I mused too on the futility of trying to organise other people's gardens. Two of yesterday's customers were another mother and daughter pair, but not a happy and collaborative one. The mother presented me with the problem in her daughter's garden, that of a large patch of dry shade. I showed them to the tunnel where we keep the shade loving plants. Mahonia was rejected because the daughter already had one of those, and Ma didn't like the suggestion of Fatsia either. Would it survive another winter like the last one? I replied that she hadn't told me that guaranteed hardiness to withstand a once in twenty years cold winter was required in addition to drought and shade tolerance Mother was a thin woman with a hard face, daughter a podgy one who displayed minimal interest in her own garden. I made a few other suggestions, including Sarcococca, and the thought that if the shade were really very dark and dry then a nice statue might be the answer. They thanked me and let me get back to the coach party. The next time I saw the daughter she hadn't chosen any plants, and was looking at things in the gift section of the shop with much more enthusiasm than she had shown for anything growing outside. It seems to me not merely futile but counterproductive to take command of any garden except your own, unless you are a professional and the garden owner has made the conscious choice to subcontract the problem in exchange for money. The unenthusiastic garden owner just feels even less sense of ownership and involvement at the end of the exercise than they did before, once their friends or relatives have tried to boss them around.

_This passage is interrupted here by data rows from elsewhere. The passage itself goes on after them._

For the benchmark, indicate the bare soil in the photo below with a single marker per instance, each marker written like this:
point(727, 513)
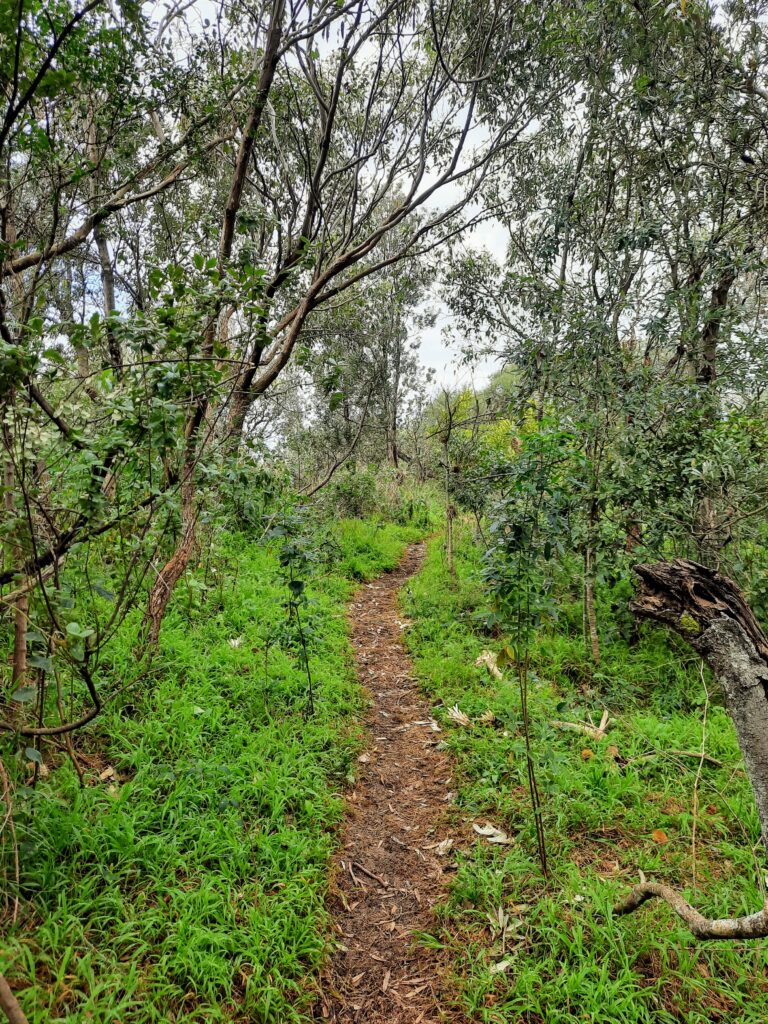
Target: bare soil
point(389, 873)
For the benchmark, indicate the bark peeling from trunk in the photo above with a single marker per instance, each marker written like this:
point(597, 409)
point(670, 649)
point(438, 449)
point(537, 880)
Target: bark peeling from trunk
point(709, 610)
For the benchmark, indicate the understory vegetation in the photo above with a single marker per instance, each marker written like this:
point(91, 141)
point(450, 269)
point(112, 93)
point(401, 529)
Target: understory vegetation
point(287, 286)
point(185, 878)
point(664, 793)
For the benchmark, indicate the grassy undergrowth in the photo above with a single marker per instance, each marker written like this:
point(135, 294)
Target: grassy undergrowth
point(611, 808)
point(185, 881)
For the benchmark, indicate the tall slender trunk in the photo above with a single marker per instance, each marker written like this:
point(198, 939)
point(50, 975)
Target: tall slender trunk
point(591, 637)
point(22, 606)
point(198, 432)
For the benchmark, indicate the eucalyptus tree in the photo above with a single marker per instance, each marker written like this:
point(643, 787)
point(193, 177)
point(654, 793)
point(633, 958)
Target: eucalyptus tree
point(181, 189)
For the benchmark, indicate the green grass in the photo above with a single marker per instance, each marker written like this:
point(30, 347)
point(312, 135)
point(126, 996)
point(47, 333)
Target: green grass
point(568, 958)
point(192, 888)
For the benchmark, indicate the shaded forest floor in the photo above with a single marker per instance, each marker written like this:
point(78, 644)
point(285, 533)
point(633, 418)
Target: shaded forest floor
point(187, 881)
point(389, 870)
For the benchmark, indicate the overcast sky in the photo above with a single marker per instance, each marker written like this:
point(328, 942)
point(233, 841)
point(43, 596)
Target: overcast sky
point(435, 350)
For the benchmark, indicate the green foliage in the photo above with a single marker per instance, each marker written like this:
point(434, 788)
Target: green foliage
point(186, 880)
point(610, 808)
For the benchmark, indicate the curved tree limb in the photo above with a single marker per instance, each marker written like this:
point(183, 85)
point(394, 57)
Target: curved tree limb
point(754, 926)
point(710, 611)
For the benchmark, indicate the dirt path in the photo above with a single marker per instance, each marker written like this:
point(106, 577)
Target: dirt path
point(388, 873)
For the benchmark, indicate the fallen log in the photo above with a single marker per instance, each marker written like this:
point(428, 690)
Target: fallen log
point(710, 611)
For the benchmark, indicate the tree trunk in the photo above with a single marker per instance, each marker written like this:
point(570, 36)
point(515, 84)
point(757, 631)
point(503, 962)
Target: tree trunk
point(590, 615)
point(174, 568)
point(710, 611)
point(450, 516)
point(22, 607)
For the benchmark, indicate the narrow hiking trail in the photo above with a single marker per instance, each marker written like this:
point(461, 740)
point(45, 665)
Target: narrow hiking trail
point(388, 875)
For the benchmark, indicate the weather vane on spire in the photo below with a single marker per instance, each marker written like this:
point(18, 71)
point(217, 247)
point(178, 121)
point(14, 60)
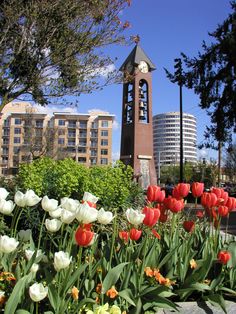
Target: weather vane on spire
point(136, 39)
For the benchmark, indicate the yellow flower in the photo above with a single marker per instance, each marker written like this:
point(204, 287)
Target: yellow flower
point(193, 264)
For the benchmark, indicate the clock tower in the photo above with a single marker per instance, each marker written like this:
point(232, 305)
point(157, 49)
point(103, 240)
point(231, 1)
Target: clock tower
point(137, 133)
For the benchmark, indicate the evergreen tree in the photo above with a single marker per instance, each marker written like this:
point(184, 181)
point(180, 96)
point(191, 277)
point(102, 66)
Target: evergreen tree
point(212, 75)
point(52, 48)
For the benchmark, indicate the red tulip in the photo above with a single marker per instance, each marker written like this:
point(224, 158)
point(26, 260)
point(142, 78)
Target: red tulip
point(135, 234)
point(197, 189)
point(223, 257)
point(188, 226)
point(231, 203)
point(83, 235)
point(151, 216)
point(208, 199)
point(223, 199)
point(223, 210)
point(217, 191)
point(176, 205)
point(181, 190)
point(152, 192)
point(124, 235)
point(156, 234)
point(160, 196)
point(200, 214)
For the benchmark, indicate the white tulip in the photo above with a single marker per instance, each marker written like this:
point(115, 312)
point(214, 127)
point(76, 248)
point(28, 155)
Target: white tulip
point(49, 204)
point(6, 207)
point(27, 199)
point(30, 253)
point(3, 193)
point(61, 260)
point(86, 214)
point(69, 204)
point(19, 199)
point(31, 198)
point(56, 213)
point(134, 216)
point(104, 217)
point(67, 216)
point(53, 225)
point(38, 292)
point(25, 235)
point(8, 245)
point(88, 197)
point(34, 268)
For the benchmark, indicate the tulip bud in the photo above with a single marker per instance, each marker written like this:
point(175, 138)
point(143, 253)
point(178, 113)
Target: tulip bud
point(7, 245)
point(134, 216)
point(6, 207)
point(197, 189)
point(223, 257)
point(104, 217)
point(61, 260)
point(49, 204)
point(38, 292)
point(53, 225)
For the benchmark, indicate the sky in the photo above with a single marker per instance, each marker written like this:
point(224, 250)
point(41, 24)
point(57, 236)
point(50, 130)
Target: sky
point(166, 28)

Tidying the Hemerocallis I found that some of them had made small plantlets mid-way up their flowering stems. I snapped these off the stems (not spoiling the flowers) and potted them up, a trick I tried last year and got a very high strike rate. Free plants are hard to resist, and if I don't use the shoots as propagating material they will only be thrown on the compost heap when the stems are cut down after flowering. Last year's haul yielded me several 'Chicago Knockout', which have made good sturdy plants, and a couple of 'Eleanor', which are still rather small but are growing. This year I got a 'Lemon Bells', a 'Joan Senior' and four 'Pink Damask', three of which already had one little root at the base of the sideshoot so should be fine. We'll see if they take. I've put them in the greenhouse inside a propagating case to conserve moisture, but another hot spell could simply cook them.
The day dried out briefly over lunchtime, but in the middle of the afternoon it rained torrentially. It was a monsoon. A river ran down the middle of the climber tunnel and a small lake enveloped the shade structure. After the rain had passed and the puddles began to drain away there were tide marks in the car park, where the fallen flowers from the lime trees had been swept up. When I got home I discovered that the rain had made it on to the national BBC traffic news, and that the A12 had been shut on the Essex-Suffolk border. At home we hadn't had any, and the Systems Administrator had been able to sand off another section of the front of the house, and let the chickens out for a run.